The MTP Business Learning Blog

This blog is produced by MTP for senior professionals highlighting relevant and interesting books and articles on business, finance and strategy, and the opportunity to comment on them. It also contains news of MTP and its clients and, from time to time, extracts from MTP publications.

Monday 16 March 2009

Moon Shots for Management, by Gary Hamel, Harvard Business Review, February 2009

Any article by Gary Hamel should be of interest, not least because he has been voted by the Wall Street Journal as the world’s number one business expert, and because his books ‘Leading the Revolution’ and ‘Competing for the Future’ are among the best selling management books in recent times. (Interestingly the ‘top 100’ book, reviewed below, includes the latter but not the former.)

It is true that Hamel’s reputation took a bit of a hammering when he quoted Enron as the modern business model that others should be striving for, but he seems to have survived this setback. This article follows a forum of a group of about 35 experts, claiming to be world’s premier management thinkers, including business school professors, senior management consultants and (surprisingly few) company executives.

Their brief was to ‘re-invent management’ and Hamel’s article lists and describes the 25 ‘Moon Shots’, the term they developed for the key topics and issues that need to be addressed if management thinking is to undergo the required transformation. This feels as if it has the potential to be exciting but, as you read through the list, there seems to be rather too many clichés that are not at all new, for example, expand autonomy, embrace diversity, develop holistic performance measures etc.

My main criticism however is Hamel’s rather lazy approach to the article which is just to list and briefly describe all 25, without any attempt to cluster and structure, and without providing a meaningful conceptual framework, surely what someone with his reputation ought to be able to do. It just reads like a disjointed and overlapping shopping list and this emphasises the cliché ridden nature of many of the ‘moon shots’.

I have made an attempt at a summary as shown below, which will hopefully help those who would like to impress others with a broad awareness of how, according to these alleged gurus, management is to be reinvented.

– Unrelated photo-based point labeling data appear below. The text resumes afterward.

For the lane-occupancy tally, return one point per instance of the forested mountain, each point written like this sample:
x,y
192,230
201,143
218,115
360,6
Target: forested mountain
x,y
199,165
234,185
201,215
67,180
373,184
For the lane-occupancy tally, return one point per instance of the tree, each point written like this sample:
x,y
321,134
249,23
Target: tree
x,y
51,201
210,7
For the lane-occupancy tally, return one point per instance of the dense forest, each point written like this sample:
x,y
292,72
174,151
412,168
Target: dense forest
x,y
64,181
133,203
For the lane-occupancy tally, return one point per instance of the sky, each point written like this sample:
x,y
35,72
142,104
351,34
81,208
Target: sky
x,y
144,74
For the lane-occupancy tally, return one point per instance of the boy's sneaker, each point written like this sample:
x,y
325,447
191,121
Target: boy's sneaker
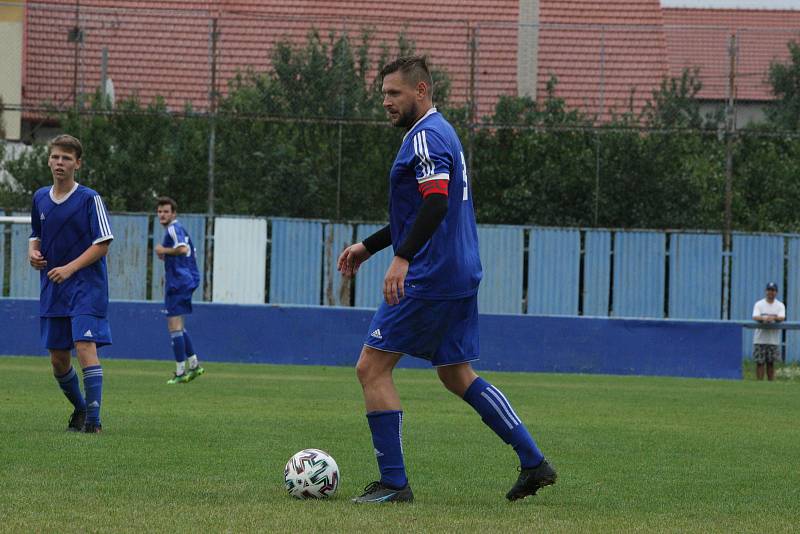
x,y
76,421
530,480
377,492
91,428
194,373
179,379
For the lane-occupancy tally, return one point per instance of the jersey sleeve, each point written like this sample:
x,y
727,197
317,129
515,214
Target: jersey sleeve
x,y
36,223
176,237
432,163
99,225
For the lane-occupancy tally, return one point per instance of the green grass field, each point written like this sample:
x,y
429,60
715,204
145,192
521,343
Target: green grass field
x,y
633,453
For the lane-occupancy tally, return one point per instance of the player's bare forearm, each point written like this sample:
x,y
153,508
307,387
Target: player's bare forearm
x,y
35,257
351,259
394,281
89,256
167,251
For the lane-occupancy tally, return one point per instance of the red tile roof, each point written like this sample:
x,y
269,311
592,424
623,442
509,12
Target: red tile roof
x,y
604,54
165,50
700,38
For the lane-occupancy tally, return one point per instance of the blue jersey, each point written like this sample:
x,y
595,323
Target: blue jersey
x,y
180,272
66,228
448,266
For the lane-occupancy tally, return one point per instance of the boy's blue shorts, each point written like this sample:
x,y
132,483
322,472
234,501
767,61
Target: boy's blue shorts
x,y
61,333
178,303
444,332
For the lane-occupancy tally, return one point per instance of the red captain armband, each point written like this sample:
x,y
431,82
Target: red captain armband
x,y
431,187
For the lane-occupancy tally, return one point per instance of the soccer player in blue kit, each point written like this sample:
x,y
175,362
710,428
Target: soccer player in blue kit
x,y
181,278
70,239
430,289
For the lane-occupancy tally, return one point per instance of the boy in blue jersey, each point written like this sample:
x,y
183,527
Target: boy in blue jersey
x,y
430,289
68,244
181,278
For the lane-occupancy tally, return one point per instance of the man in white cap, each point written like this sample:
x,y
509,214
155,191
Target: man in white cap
x,y
767,341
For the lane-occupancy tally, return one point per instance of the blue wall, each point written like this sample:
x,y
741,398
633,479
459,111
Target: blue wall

I detected five main themes, leaving out one or two points that are either indecipherable or too much of a cliché:
  • Broader holistic goals, incorporating longer term achievement and values, not just those of shareholders
  • Need to be more fast moving and flexible, with greater openness of communication channels
  • Leadership will need to inspire and create passion among their employees to retain them
    More trust, autonomy and empowerment
  • Greater scope for individuals to show innovative qualities outside the organisation structure

As I read the moon shots relating to the last two bullets, I wondered what planet they were on, whether in fact they had reached the moon! Were there any bankers in the room, had anyone heard of the autonomy, trust and innovation that led to the fraudulent bundling and selling of sub-prime mortgages and other complex innovations? Autonomy and light touch regulation have been major contributors to the recession and the banking crisis..

In fairness to Hamel, he does mention this conflict later in his article but rather than suggesting that maybe this part of the work has been overtaken by events, he argues that the problem is more about creating the right incentives and accountability. I wonder.

This article is worth reading - or at least the quick synopsis that is contained in the middle of the text - because it allows anyone involved in management learning to show awareness of the thinking going on in business schools and consultancies. But you might find that, like me and my colleagues at MTP, it is hard to be impressed.